Some Residents Concerned About SLHS Addition’s Impact on Erosion

by Karen Goff October 16, 2015 at 11:00 am 5 Comments

South Lakes High School addition/Credit: FCPSThe Fairfax County Planning Commission on Thursday recommended for approval the 40,000-square-foot addition that will ease overcrowding at South Lakes High School.

The addition now moves on the Fairfax County Board of Supervisors for final approval at the Supervisors’ Oct. 20 meeting.

However, several residents of housing clusters directly across the street and downhill from the high school have concerns about how additional construction and square footage at the school will affect stormwater management. Residents say runoff his causing erosion, affecting the hillside behind their homes as well as Lake Audubon.
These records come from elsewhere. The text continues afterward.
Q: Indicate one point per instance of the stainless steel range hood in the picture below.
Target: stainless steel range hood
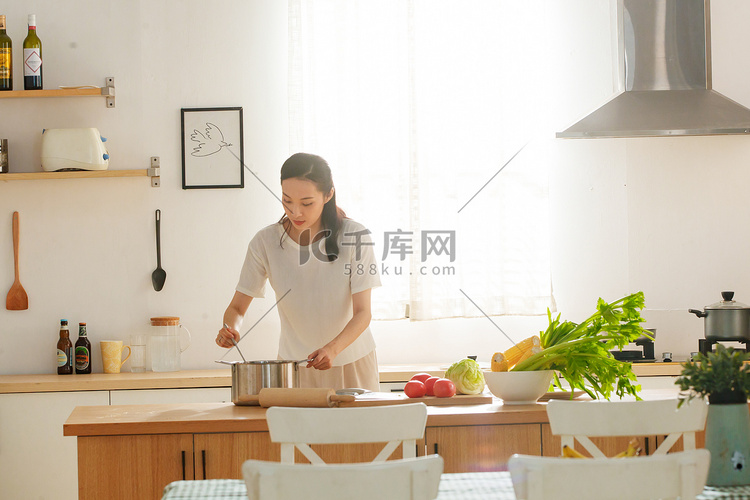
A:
(664, 74)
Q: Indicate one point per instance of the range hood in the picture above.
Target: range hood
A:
(664, 75)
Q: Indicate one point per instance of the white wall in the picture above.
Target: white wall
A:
(666, 216)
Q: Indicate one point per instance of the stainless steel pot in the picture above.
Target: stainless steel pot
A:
(249, 377)
(726, 320)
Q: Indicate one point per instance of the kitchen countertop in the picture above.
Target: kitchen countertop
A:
(227, 417)
(221, 377)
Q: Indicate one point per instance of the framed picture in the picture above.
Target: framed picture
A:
(212, 149)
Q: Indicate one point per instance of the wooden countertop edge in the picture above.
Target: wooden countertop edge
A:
(10, 384)
(201, 418)
(220, 377)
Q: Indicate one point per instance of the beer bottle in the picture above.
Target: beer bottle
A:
(83, 351)
(64, 350)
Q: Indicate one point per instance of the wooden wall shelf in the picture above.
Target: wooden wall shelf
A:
(107, 91)
(77, 174)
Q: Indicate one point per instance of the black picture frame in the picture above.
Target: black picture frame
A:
(211, 138)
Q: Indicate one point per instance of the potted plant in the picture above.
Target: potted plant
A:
(722, 377)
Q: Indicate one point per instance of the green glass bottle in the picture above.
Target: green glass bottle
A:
(6, 58)
(32, 58)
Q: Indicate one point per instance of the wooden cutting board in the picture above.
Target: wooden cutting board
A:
(389, 398)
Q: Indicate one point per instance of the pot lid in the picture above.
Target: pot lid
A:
(727, 303)
(165, 321)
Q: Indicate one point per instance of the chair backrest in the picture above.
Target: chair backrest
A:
(579, 420)
(300, 427)
(680, 474)
(404, 479)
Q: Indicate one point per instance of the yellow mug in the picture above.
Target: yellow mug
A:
(112, 355)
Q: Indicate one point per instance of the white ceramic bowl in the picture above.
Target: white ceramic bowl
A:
(519, 388)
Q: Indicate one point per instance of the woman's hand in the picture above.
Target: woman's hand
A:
(225, 336)
(322, 359)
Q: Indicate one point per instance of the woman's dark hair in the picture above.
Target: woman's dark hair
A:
(315, 169)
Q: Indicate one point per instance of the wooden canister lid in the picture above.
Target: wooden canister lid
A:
(165, 321)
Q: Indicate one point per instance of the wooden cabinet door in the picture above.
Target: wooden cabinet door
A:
(610, 446)
(475, 448)
(126, 467)
(220, 455)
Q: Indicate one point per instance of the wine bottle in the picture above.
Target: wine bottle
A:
(32, 58)
(6, 59)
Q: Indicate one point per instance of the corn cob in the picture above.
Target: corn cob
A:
(569, 452)
(499, 363)
(514, 353)
(530, 352)
(633, 450)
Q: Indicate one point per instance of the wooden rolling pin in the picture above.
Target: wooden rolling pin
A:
(304, 398)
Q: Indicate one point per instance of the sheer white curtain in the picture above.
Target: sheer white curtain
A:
(417, 106)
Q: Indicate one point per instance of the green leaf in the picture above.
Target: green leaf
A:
(580, 352)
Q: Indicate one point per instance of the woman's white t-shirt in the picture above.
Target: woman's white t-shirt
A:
(317, 294)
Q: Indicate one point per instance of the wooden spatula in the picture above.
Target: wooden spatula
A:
(17, 300)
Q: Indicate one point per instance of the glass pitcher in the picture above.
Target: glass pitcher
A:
(166, 345)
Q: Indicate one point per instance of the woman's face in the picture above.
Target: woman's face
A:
(303, 203)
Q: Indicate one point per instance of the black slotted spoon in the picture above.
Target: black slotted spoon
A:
(159, 276)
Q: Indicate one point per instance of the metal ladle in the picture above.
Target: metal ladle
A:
(235, 344)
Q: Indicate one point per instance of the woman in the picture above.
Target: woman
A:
(322, 267)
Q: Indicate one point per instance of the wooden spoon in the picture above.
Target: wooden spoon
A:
(159, 276)
(17, 300)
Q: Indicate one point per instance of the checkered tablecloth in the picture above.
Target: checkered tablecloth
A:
(465, 486)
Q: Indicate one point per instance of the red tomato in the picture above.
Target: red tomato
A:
(429, 383)
(415, 389)
(444, 388)
(421, 377)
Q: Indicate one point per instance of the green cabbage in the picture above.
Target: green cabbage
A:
(467, 376)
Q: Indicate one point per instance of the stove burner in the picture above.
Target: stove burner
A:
(645, 355)
(705, 345)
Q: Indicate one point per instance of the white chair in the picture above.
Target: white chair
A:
(579, 420)
(301, 427)
(405, 479)
(675, 475)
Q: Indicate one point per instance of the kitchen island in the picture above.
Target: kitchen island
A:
(141, 448)
(222, 377)
(39, 404)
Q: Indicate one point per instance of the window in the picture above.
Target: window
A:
(418, 106)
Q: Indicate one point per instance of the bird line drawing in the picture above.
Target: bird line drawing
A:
(210, 142)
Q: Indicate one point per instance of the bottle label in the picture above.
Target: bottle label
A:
(62, 358)
(4, 62)
(82, 358)
(32, 62)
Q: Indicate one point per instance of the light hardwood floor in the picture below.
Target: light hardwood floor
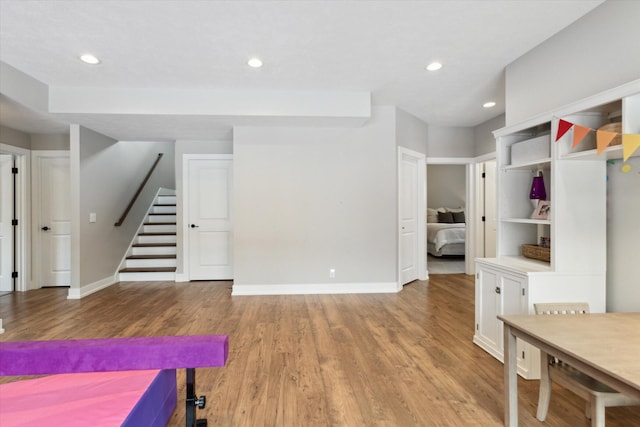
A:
(403, 359)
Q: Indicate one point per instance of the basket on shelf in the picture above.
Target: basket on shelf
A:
(536, 252)
(614, 127)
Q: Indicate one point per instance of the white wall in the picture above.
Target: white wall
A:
(598, 52)
(190, 147)
(105, 175)
(446, 141)
(485, 142)
(446, 186)
(14, 137)
(311, 199)
(411, 132)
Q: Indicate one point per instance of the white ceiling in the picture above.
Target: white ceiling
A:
(381, 47)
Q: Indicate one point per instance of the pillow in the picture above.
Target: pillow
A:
(432, 215)
(458, 217)
(445, 217)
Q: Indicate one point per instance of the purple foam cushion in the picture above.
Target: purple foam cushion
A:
(112, 354)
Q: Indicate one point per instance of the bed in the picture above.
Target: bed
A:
(444, 237)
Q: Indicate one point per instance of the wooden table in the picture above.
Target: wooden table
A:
(605, 346)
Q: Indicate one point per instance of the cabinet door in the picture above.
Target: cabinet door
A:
(488, 307)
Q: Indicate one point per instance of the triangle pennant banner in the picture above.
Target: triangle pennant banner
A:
(630, 143)
(579, 132)
(563, 127)
(603, 139)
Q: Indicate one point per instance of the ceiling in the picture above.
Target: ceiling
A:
(380, 47)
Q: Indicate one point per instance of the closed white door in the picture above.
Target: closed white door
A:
(52, 193)
(6, 230)
(209, 219)
(408, 212)
(490, 223)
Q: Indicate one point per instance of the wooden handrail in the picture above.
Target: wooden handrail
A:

Reston 2020’s Terry Maynard wrote a recent letter to Hunter Mill School Board rep Pat Hynes outlining his concerns about stormwater standards at the addition site.

According to the Fairfax County Planning staff report on the addition, FCPS has received approval of a general permit through the Virginia Department of Environmental Quality (DEQ), which allows for the applicant’s proposal to be
grandfathered under the old stormwater management requirements prior to the Board’s adoption of the new stormwater ordinance in 2014.

Maynard lives on Wakerobin, located across the street and downhill from the school. Stormwater erosion from SLHS and Langston Hughes Middle School collects in basin to the east of the high school, then flows downhill towards Lake Audubon, Maynard said in his letter to Hynes.

Residents of Wakerobin and Cedar Cove met this week with representatives from Fairfax County and Reston Association to talk about the issue and plans to remedy it.

Said Maynard:

“Most of the stormwater from both SLHS and Langston Hughes Intermediate School collects in a basin to the east of the high school and then flows through a stormwater tunnel under South Lakes Drive. The resulting stream then plunges about 30′ in its 1,000′ flow to Lake Audubon.”

“During storms, the creek experiences massive erosion and the generation of huge quantities of silt that is spewed into Lake Audubon as the force of the flow cuts the stream wider and deeper. The decades-long problem has exposed both the County sewer in several places as well as several residents’ lateral connections.”

He said he is disappointed in the county’s plans to meet outdated stormwater regulations.

“So, in a Reston community that focuses on sustainability and environmental excellence, FCPS is proposing to meet old, much less stringent stormwater management requirements than is the current standard, presumably so it can save a few dollars,” wrote Maynard. “The proposed addition of some open joint parking surfaces (one of which is on the wrong side of the high school) and filterra structures is grossly inadequate to meet the additional flow caused by the addition, much less the current unacceptable stormwater management conditions.”

Maynard said each new addition to LHMS and SLHS over the years has made stormwater management worse for the neighborhoods. He said this summer’s sewer pipe leak in the area was a result of continued stress on the pipes on the erosion area.

Dave Thomas, representing Cedar Cove Cluster, has also expressed his concerns to RA and the county.